I am watching a pair of currawongs nesting in my backyard in Brisbane. The
first stick was placed on 14 August, in exactly the same place - two
parallel limbs in a spotted gum - where nesting occurred last year. I
watched them copulate on 24 August, although they were imediately interupted
by an attack from a noisy miner. Nest materials are only added in the
mornings, mainly between 7 and 9 am, evidently only by the female. I can see
the nest merely my looking up from the computer screen where I work all day,
so I have amassed a lot of data. There is enormous variation in how much
work is done each day, with almost nothing added to the nest on some days.

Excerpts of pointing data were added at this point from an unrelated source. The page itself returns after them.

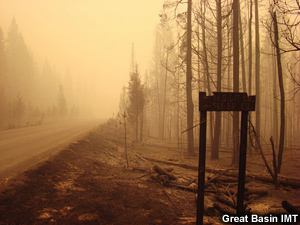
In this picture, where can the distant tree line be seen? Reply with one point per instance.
(223, 45)
(29, 95)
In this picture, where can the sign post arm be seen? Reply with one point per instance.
(242, 164)
(201, 168)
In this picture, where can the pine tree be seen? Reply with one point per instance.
(136, 100)
(19, 109)
(62, 103)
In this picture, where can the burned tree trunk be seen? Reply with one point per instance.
(190, 104)
(281, 88)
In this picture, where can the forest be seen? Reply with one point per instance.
(219, 46)
(32, 94)
(84, 140)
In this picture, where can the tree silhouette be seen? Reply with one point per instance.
(61, 103)
(136, 99)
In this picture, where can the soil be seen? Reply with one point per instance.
(89, 183)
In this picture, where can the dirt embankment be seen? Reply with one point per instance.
(87, 183)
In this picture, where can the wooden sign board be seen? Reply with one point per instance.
(223, 101)
(226, 101)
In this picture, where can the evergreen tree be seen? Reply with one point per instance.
(62, 103)
(136, 100)
(18, 109)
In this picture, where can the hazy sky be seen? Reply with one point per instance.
(92, 38)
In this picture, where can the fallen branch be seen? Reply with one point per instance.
(283, 181)
(162, 171)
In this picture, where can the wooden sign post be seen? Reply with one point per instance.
(223, 101)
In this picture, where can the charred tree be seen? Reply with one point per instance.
(190, 104)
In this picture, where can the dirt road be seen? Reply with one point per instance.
(20, 149)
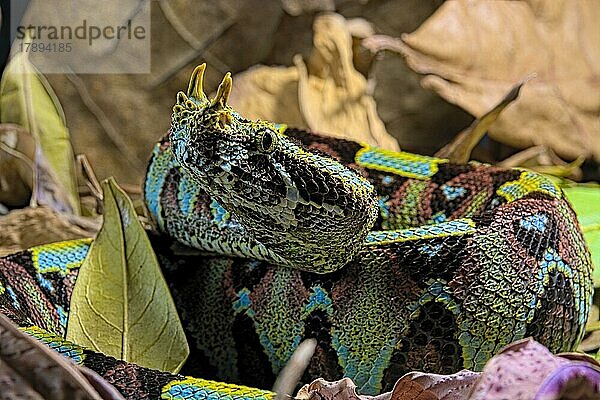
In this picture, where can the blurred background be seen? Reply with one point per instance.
(454, 62)
(412, 75)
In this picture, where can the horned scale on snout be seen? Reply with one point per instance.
(308, 210)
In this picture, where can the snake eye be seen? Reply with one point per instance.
(267, 141)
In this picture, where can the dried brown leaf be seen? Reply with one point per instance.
(325, 94)
(31, 370)
(471, 52)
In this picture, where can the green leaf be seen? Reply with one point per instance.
(585, 200)
(121, 305)
(27, 99)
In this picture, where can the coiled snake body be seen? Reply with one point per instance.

There is also a crow's nest in a eucalypt over the road. Incubation began on
the morning of 27 August. Crows in this tree were parasitized last year by a
channel-billed cuckoo, which would turn up calling loudly at night. Last
December I saw it by spotlight visit the nest at about 9 pm. The crows were
calling in a very agitated way and they abandoned that clutch. There are no
cuckoos about yet.
If anyone else has a pied currawong or Torresian crow nest under observation
I would be interested in hearing from you.
I will be placing plastic sheeting under the currawong nest to collect the
feeding pellets produced. Last year they were mainly full of insect remains,
especially scarab beetles, although I was able to germinate scores of fig
seedlings from them. I saw no evidence of bird predation. I saw one
vertebrate killed, a water skink, though not much of it was eaten.